The size of the cache at the time of its design is a compromise between two different opposite approaches:(i) the size should be small enough so that cost-wise it should be very close to that of main memory alone. Moreover, the small size permits it to be accommodated within a limited available chip and board area;(ii) the size should be large enough so that most of the memory references could be available in the cache, and hence, the overall average access time would be as close to that of the cache alone; the ultimate motive of using a cache. On the contrary, the larger the size, the larger will be the number of gates involved in addressing the cache which will eventually make the cache slightly slower in operation than the small ones, even when built with the same IC technology, and placed in the same chip, and circuit board.

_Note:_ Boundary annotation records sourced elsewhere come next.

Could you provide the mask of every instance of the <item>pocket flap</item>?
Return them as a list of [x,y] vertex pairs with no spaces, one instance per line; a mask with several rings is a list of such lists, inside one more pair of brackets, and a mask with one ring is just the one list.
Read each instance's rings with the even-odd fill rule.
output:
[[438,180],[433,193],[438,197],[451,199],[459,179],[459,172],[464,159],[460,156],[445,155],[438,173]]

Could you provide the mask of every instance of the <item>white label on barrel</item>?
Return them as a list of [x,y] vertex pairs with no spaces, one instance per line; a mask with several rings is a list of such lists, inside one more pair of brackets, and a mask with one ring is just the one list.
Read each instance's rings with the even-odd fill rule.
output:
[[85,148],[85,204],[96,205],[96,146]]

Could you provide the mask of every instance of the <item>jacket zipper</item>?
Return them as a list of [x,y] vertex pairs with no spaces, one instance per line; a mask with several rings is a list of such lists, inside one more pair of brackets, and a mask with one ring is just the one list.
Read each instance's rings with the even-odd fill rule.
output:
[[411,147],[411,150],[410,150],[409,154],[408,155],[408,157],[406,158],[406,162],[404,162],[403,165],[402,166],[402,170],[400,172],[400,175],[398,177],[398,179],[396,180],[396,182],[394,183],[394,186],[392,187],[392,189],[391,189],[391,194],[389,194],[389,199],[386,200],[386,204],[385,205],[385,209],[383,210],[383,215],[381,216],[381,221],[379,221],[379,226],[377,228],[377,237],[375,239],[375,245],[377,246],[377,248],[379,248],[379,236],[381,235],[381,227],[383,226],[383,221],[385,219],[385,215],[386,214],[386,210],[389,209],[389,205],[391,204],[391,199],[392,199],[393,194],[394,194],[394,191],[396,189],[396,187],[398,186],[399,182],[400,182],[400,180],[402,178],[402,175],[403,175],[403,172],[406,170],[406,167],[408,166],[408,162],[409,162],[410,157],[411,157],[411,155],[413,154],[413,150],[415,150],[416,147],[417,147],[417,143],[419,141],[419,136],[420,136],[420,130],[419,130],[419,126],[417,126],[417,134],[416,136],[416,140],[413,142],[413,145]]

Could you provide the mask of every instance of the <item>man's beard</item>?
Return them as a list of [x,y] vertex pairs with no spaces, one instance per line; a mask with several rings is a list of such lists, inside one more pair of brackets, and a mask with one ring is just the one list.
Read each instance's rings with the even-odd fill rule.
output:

With the continuous advancement in electronic technology, the logic density has enormously increased. Consequently, it has created a massive impact on the overall cache design including the size of caches which has been found to have radically changed over the past decade. Moreover, a new concept has been emerging in the usage of multiple caches, and that too at different levels, providing a comparatively larger size of cache in totality which has become a de facto current standard norm. In addition, it has become possible to have a cache on the same chip as the processor; the on-chip cache, and that too again at different levels within the CPU chip. All these aspects, and their implications in actual implementations have been separately discussed in later sections. Summarily, it can be said since the cache operation and its performance are very sensitive to the nature of the applications, it is not only difficult, but nearly impossible to conclude what the optimum size of cache should be.
The choice of the block size of cache is one of the deciding factors in cache performance. Larger block size could store not only the desired word when it is retrieved and placed into the cache, but some number of adjacent words also. As a result, the hit ratio will then automatically increase because of the principle of locality (spatial locality). But, larger blocks reduce the number of blocks that can fit into a cache of fixed size. As a result, a small number of blocks results in frequent replacement of data shortly after it is fetched, increasing unnecessarily the overhead of cache operation. On the other hand, while a smaller block size increases the number of blocks available in fixed-size cache, the hit ratio cannot be appreciably improved. Smaller block size can only store a few units of information which is not enough to meet all the near-future references that could arrive according to the principle of locality (spatial locality). As the block size increases from small to larger sizes, the hit ratio will at first instance increase, and as the block becomes even larger, the hit ratio will then begin to decrease because each additional word newly fetched is farther from the requested word, and therefore less likely to be needed in the near future. In fact, the relationship between cache size, cache block size, and hit ratio is very complex to derive, and no such convincing optimum value has been found yet. It is more or less depending on the characteristics of a particular application. However, a reasonable approach close to optimum is a size of about 4-8 addressable units (bytes, or words).